Minneapolis Courthouse Plaza
Location Minneapolis, MN, USA | Client U.S. General Services Administration | Architect Kohn Pederson Fox Associates | Size 50,000 square feet | Awards GSA Design Award National Design Citation 1996, ASLA Merit Award 1999, NEA Federal Design Achievement Award 2000 | Status Completed 1996 | Tags Parks and Civic Spaces
This 50,000 square foot plaza is located in Minneapolis’s civic center, facing City Hall and in front of a new federal courthouse designed by Kohn Pedersen Fox Associates. The program required a plaza designed for both civic and individual activities, with its own imagery and sense of place.
The design developed for this plaza, entirely built on a garage roof, refers to Minnesota’s cultural and natural history. Earth mounds and logs, elements of that history, are the plaza’s symbolic and sculptural elements. Within the plaza, these components symbolize both the natural landscape and man’s manipulation of the landscape for his own purposes.
The mounds are intended to evoke a memory of geological and cultural forms. They suggest a Minnesotan field of glacial drumlins, a stylized hill region, or, like a Japanese garden, a landscape that allows a dual reading of scale – a range of mountains or a low field of mounds. Ranging in height from three to nine feet, the tear-shaped mounds are planted with jack pine, a small, stunted, pioneer species common in Minnesota’s boreal forest.
The log benches, evocative of the great timber forests that attracted immigrants and provided the basis for the local economy, tell a similar story. The association of timber with Minnesota speaks to the heart of Minnesotans’ collective memory, and the plaza leaves a strong emotional imprint on the people who visit it.
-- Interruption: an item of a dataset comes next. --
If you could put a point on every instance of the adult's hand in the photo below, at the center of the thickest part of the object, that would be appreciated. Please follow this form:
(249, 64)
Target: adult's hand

Strong signals in the design help pedestrians move through the plaza to the courthouse building. The linearity of the striped paving pattern guides the pedestrian into the lobby. The drumlins themselves also provide a directionality to the front door.
Minnesota’s strong change of seasons is reflected in the plaza. Each spring and summer, the mounds come alive with perennials. Some mounds are blanketed with white narcissus while others reinforce the paving with stripes of blue scillas. In winter, Minnesota’s heavy snows heighten the sculptural effect of the drumlins.